Sustainability, Vol. 18, Pages 5561: Transition-Sensitive Congestion Dynamics in Heterogeneous Urban Traffic Networks Under Coordinated Reinforcement Learning

Fuente: Sustainability - Revista científica (MDPI)
Sustainability, Vol. 18, Pages 5561: Transition-Sensitive Congestion Dynamics in Heterogeneous Urban Traffic Networks Under Coordinated Reinforcement Learning
Sustainability doi: 10.3390/su18115561
Authors:
Zhenghan Ouyang
Chenxin Li
Yifeng Tang
Yuqingyun Shu
Zhiling Wang
Yuhang Ma
Tongqiang Ding

Urban traffic networks under high-demand and incident-like perturbations can evolve from stable operation to cascading congestion, increasing delay, stop-and-go traffic, fuel or energy consumption, and traffic-related emissions. These effects make congestion regulation an important component of sustainable urban traffic management. Existing signal control methods still focus mainly on local delay reduction or short-horizon response, limiting their ability to regulate congestion propagation and stress-induced network degradation. This paper proposes Mamba-PTC, a coordinated reinforcement learning framework for urban signal control in heterogeneous traffic networks. The framework combines centralized multi-intersection control with a simplified Mamba-style sequence encoder and a transition-aware objective optimized by PPO. To connect control with network-level traffic dynamics, we introduce a transition risk indicator for online regulation and macroscopic observables for evaluation, including a composite congestion measure and an instability-amplification proxy. Experiments on stressed heterogeneous urban networks show that Mamba-PTC improves the throughput–duration profile while reducing congestion degradation indicators under heavy load and perturbation.

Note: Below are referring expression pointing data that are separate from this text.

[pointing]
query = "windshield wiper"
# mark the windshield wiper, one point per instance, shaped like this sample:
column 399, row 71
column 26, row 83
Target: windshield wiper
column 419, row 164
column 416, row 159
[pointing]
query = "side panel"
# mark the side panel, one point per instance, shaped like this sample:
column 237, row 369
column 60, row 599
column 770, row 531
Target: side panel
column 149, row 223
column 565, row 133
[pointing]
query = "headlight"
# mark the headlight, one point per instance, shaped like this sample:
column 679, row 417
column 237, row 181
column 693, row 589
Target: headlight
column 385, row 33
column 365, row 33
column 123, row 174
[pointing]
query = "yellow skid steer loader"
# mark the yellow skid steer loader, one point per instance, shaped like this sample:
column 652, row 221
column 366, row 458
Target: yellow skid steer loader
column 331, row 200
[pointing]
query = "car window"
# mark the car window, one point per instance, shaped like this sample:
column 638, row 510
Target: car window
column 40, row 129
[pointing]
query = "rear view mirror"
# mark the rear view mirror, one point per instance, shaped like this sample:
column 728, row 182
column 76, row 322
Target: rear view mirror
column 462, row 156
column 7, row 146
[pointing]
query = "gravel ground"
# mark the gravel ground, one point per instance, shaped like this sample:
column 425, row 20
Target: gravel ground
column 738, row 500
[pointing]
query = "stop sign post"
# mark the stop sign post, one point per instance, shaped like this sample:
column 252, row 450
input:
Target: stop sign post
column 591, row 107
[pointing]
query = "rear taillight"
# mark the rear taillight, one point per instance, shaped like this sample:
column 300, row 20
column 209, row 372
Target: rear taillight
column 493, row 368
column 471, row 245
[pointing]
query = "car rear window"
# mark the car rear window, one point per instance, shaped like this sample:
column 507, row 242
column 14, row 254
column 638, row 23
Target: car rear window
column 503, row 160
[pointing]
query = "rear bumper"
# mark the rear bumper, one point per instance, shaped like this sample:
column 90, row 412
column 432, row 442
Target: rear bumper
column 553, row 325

Matched control comparisons, ablation analysis, and cross-network validation further show that these gains arise from the joint effect of temporal representation, transition-aware objective design, and coordinated control. The results suggest that coordinated reinforcement learning can support sustainable network operation by regulating congestion growth in stressed urban traffic networks. The findings provide a basis for designing congestion-aware signal control strategies, robustness evaluation protocols, and future intelligent traffic management systems for stressed urban networks.